As an agency of the Government of Canada, the Canadian Food Inspection Agency, its protocols, actions and inactions are clearly within the scope of the government's administrative responsibilities and our scrutiny as legislators. More important, public safety and order are among our most sacred and important trusts. In our 2009 report on the listeriosis crisis that claimed 23 lives on this minister's watch, Sheila Weatherill wrote:
As much as there is a legal obligation to uphold the laws and regulations governing food safety in this country, there is a moral duty of care to consumers - especially the most vulnerable. Safeguarding Canadians must be at the centre of the consciousness and collective actions of all those involved in food safety.
Unfortunately, despite repeated requests for actions and answers from the Prime Minister, the minister and his parliamentary secretary, we are hardly further ahead now than we were back in 2008 when the agency and the government similarly lacked urgency, preparation and the ability to communicate vital information to the Canadian public and we in the House as its representatives.
Seemingly more concerned with damage control on the public relations front than the health and safety of Canadians, the government has not made available its minister for questioning this week. Instead, we are left with the cold comfort of talking points about sufficient resources, made irrelevant by the fact that we are presently in a food safety crisis.

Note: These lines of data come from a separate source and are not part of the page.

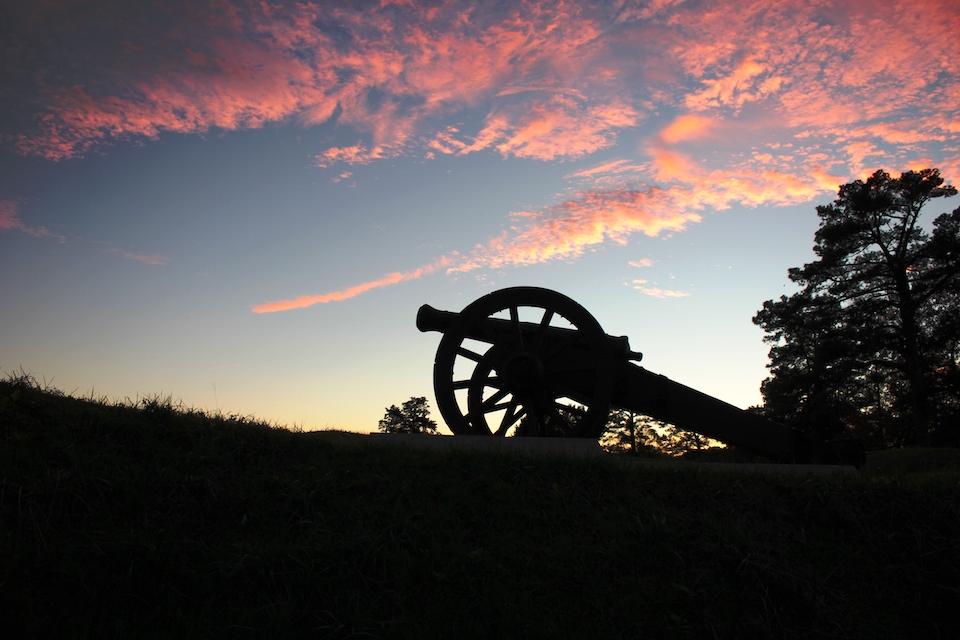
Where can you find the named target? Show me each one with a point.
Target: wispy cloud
(10, 221)
(724, 103)
(653, 291)
(396, 277)
(152, 260)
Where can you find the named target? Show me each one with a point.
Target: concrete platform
(551, 447)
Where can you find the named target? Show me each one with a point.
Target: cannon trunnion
(529, 361)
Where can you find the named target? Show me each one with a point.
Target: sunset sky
(243, 204)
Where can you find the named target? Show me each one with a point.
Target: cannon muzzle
(559, 374)
(431, 319)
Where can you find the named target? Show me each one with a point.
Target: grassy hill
(149, 521)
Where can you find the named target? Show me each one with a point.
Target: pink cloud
(559, 127)
(152, 260)
(646, 289)
(10, 221)
(568, 229)
(687, 127)
(302, 302)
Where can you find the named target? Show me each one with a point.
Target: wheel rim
(531, 380)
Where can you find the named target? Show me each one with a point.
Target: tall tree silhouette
(870, 342)
(412, 417)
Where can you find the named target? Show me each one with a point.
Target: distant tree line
(870, 344)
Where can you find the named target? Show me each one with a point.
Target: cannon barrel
(639, 390)
(431, 319)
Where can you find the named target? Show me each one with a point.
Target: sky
(243, 204)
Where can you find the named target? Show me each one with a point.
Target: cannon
(528, 361)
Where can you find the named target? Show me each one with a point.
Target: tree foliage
(870, 342)
(412, 417)
(636, 434)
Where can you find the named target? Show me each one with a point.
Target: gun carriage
(529, 361)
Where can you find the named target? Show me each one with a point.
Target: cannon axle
(559, 375)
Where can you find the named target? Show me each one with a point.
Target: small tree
(630, 432)
(412, 417)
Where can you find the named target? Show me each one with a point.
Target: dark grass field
(148, 521)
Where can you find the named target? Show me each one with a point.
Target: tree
(630, 432)
(412, 417)
(870, 342)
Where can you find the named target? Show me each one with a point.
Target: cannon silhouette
(529, 361)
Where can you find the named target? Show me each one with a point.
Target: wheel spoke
(542, 329)
(491, 381)
(490, 404)
(515, 319)
(467, 353)
(510, 417)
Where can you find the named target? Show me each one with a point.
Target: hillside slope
(119, 521)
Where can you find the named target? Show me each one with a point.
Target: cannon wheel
(516, 384)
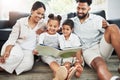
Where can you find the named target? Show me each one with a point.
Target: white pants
(19, 60)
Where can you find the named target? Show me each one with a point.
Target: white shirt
(90, 31)
(23, 35)
(73, 41)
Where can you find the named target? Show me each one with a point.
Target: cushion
(115, 21)
(4, 24)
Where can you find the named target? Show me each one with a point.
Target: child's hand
(35, 52)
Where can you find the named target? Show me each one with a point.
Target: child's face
(52, 26)
(66, 30)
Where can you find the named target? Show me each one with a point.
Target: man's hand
(105, 24)
(2, 60)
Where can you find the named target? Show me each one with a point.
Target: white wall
(113, 11)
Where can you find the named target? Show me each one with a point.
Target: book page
(47, 50)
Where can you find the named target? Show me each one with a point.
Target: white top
(49, 40)
(73, 41)
(90, 31)
(22, 34)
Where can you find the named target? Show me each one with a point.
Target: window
(53, 6)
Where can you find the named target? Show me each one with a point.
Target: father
(98, 39)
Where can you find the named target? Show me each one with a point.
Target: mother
(17, 53)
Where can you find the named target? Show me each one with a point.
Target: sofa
(6, 25)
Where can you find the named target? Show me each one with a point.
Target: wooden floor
(41, 71)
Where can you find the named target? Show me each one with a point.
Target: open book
(47, 50)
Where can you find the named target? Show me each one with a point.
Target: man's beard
(82, 17)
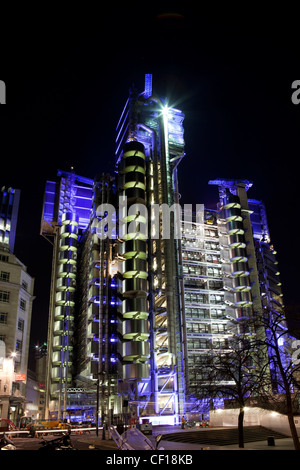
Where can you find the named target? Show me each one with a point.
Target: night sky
(67, 78)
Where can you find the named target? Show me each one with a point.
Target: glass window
(4, 296)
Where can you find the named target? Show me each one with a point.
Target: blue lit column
(64, 308)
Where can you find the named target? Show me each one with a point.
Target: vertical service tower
(149, 146)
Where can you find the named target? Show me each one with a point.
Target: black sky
(67, 79)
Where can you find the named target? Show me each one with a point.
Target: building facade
(16, 298)
(140, 290)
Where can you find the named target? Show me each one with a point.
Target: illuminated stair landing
(223, 437)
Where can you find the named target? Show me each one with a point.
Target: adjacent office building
(141, 289)
(16, 298)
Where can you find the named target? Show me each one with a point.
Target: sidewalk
(108, 444)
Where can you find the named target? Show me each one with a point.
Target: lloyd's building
(133, 304)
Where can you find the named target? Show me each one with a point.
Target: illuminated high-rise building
(135, 300)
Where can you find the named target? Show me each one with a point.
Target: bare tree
(284, 370)
(237, 373)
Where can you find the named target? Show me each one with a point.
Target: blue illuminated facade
(131, 314)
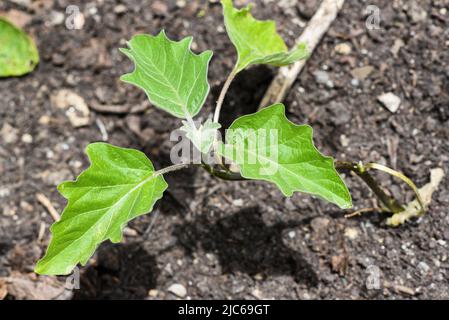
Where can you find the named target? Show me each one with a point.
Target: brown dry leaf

That they refuse to table the names, locations and roles of inspectors is an affront to the House and second only to the clear conclusion that regardless of the number of inspectors, the government is not dedicating sufficient resources to our food safety.
As more and more Canadians fall ill and the recall expands to every province, territory and now 41 states across the U.S., as more meat is being removed daily from shelves in stores across the continent, it is vitally urgent that you, Mr. Speaker, grant this request for the House to adjourn in order for us to give this urgent matter the full consideration it deserves.